A Field Guide to Occurrences of Bernini’s Ecstasy of St. Teresa in Infinite Jest
Spoiler Line: 742
I’ve been meaning to do this one for awhile.
Bernini’s statue The Ecstasy of St. Teresa is all over the place in Infinite Jest. Before I get into it I want to talk a little bit about this statue (it’s the one in the pretty pic above) to make sure we’re all on the same page.
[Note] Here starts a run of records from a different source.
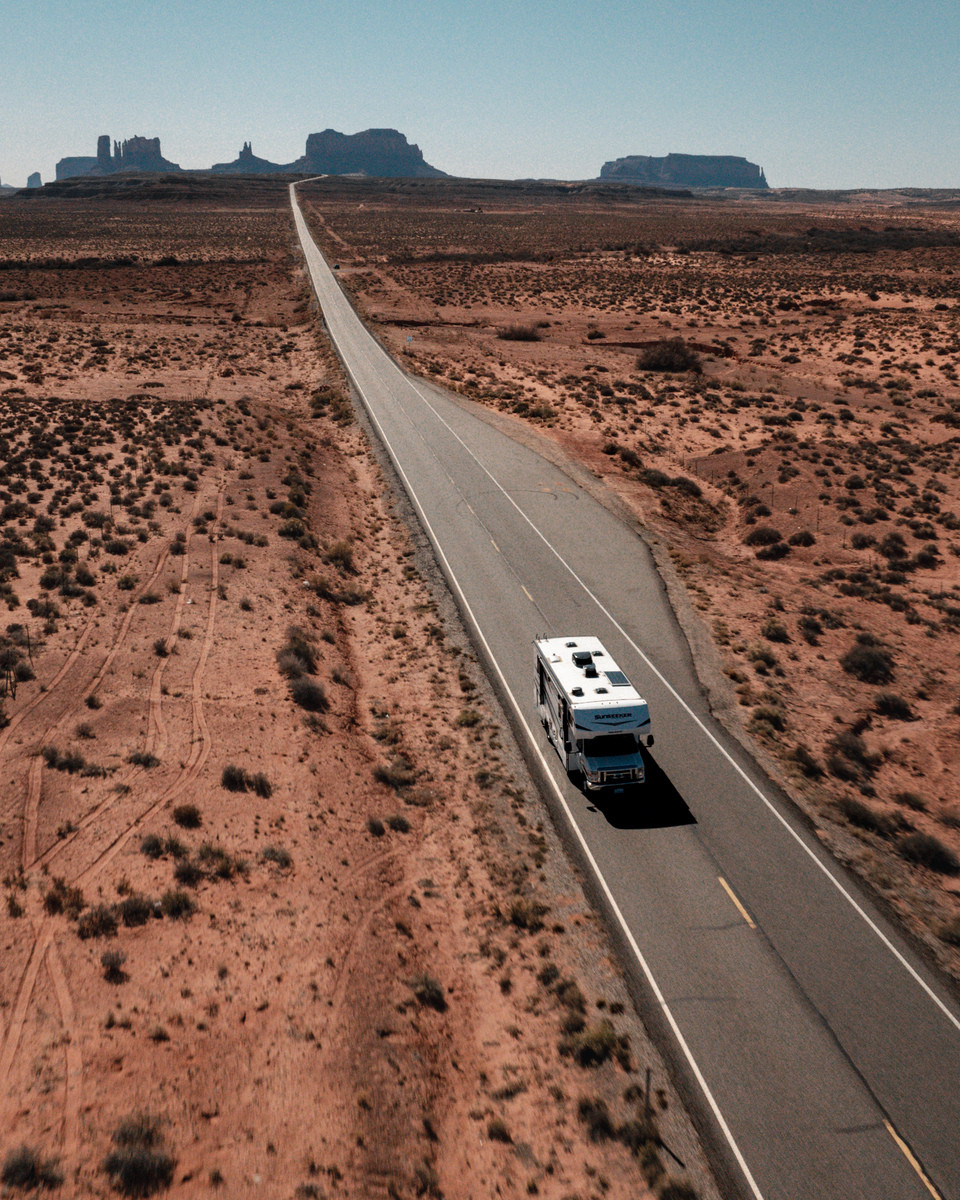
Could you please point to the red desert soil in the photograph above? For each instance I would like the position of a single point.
(282, 915)
(771, 387)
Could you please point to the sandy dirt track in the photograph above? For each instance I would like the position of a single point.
(281, 913)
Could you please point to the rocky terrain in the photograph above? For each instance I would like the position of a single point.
(685, 171)
(772, 387)
(379, 154)
(282, 913)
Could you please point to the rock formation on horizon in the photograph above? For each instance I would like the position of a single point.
(133, 154)
(379, 154)
(684, 171)
(247, 163)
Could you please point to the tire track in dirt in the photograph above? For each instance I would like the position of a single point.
(155, 718)
(156, 736)
(73, 1080)
(35, 778)
(51, 689)
(45, 947)
(201, 742)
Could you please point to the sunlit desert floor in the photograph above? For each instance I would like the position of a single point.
(281, 913)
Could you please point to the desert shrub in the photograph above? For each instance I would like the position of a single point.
(654, 478)
(136, 910)
(526, 913)
(63, 898)
(396, 774)
(113, 966)
(807, 762)
(298, 655)
(261, 785)
(767, 718)
(597, 1043)
(497, 1131)
(594, 1115)
(929, 851)
(670, 354)
(187, 816)
(309, 695)
(138, 1165)
(687, 486)
(774, 630)
(519, 333)
(23, 1168)
(99, 922)
(774, 552)
(868, 661)
(863, 816)
(174, 846)
(340, 555)
(850, 759)
(888, 703)
(187, 873)
(429, 993)
(762, 535)
(178, 904)
(233, 778)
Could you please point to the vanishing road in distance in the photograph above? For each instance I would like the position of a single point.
(821, 1057)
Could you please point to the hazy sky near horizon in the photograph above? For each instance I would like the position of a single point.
(843, 94)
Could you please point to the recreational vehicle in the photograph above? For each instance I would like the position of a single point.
(592, 713)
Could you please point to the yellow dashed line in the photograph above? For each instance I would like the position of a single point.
(741, 909)
(909, 1155)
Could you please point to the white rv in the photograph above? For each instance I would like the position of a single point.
(592, 713)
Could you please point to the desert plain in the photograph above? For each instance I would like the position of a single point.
(283, 915)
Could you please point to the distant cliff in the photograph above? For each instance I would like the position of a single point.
(377, 154)
(684, 171)
(381, 154)
(247, 163)
(133, 154)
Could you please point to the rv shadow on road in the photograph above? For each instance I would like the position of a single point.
(655, 805)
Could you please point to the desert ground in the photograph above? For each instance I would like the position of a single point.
(769, 383)
(282, 915)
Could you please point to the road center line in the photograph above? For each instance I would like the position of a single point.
(737, 904)
(521, 718)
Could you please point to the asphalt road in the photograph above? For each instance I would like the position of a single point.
(823, 1055)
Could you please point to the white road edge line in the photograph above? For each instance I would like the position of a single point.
(648, 975)
(954, 1020)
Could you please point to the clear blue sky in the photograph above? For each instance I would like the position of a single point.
(843, 94)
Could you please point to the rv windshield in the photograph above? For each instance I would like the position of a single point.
(613, 747)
St. Teresa of Avila was the founder of the Carmelite order of nuns. She was prone to mystical, visionary experiences, and wrote a lot about them. The most famous of her mystical experiences is the one immortalized in Bernini’s sculpture:
It pleased the Lord that I should see this angel in the following way. He was not tall, but short, and very beautiful, his face so aflame that he appeared to be one of the highest types of angel who seem to be all afire. They must be those who are called cherubim: they do not tell me their names but I am well aware that there is a great difference between certain angels and others, and between these and others still, of a kind that I could not possibly explain. In his hands I saw a long golden spear and at the end of the iron tip I seemed to see a point of fire. With this he seemed to pierce my heart several times so that it penetrated to my entrails. When he drew it out, I thought he was drawing them out with it and he left me completely afire with a great love for God. The pain was so sharp that it made me utter several moans; and so excessive was the sweetness caused me by this intense pain that one can never wish to lose it, nor will one’s soul be content with anything less than God. It is not bodily pain, but spiritual, though the body has a share in it — indeed, a great share. So sweet are the colloquies of love which pass between the soul and God that if anyone thinks I am lying I beseech God, in His goodness, to give him the same experience.
During the days that this continued, I went about as if in a stupor. I had no wish to see or speak with anyone, but only to hug my pain, which caused me greater bliss than any that can come from the whole of creation.
Pretty intense, huh? Critics from Teresa’s time onward saw something not-so-subtly sexual about all this talk of ecstasy and penetration. Bernini, for his part, certainly didn’t shy away from the sexy angle when he did his sculpture. I think the important take-home here is that this is a moment of profound and sublime ecstasy and self-transcendence. A union with the divine.
Keeping that in mind, let’s move on to IJ. I think the E. of St. T. first shows up in Himself’s filmography:
Pre-Nuptial Agreement of Heaven and Hell. […] God and Satan play poker with Tarot cards for the soul of an alcoholic sandwich-bag salesman obsessed with Bernini’s ‘The Ecstasy of St. Teresa.’ 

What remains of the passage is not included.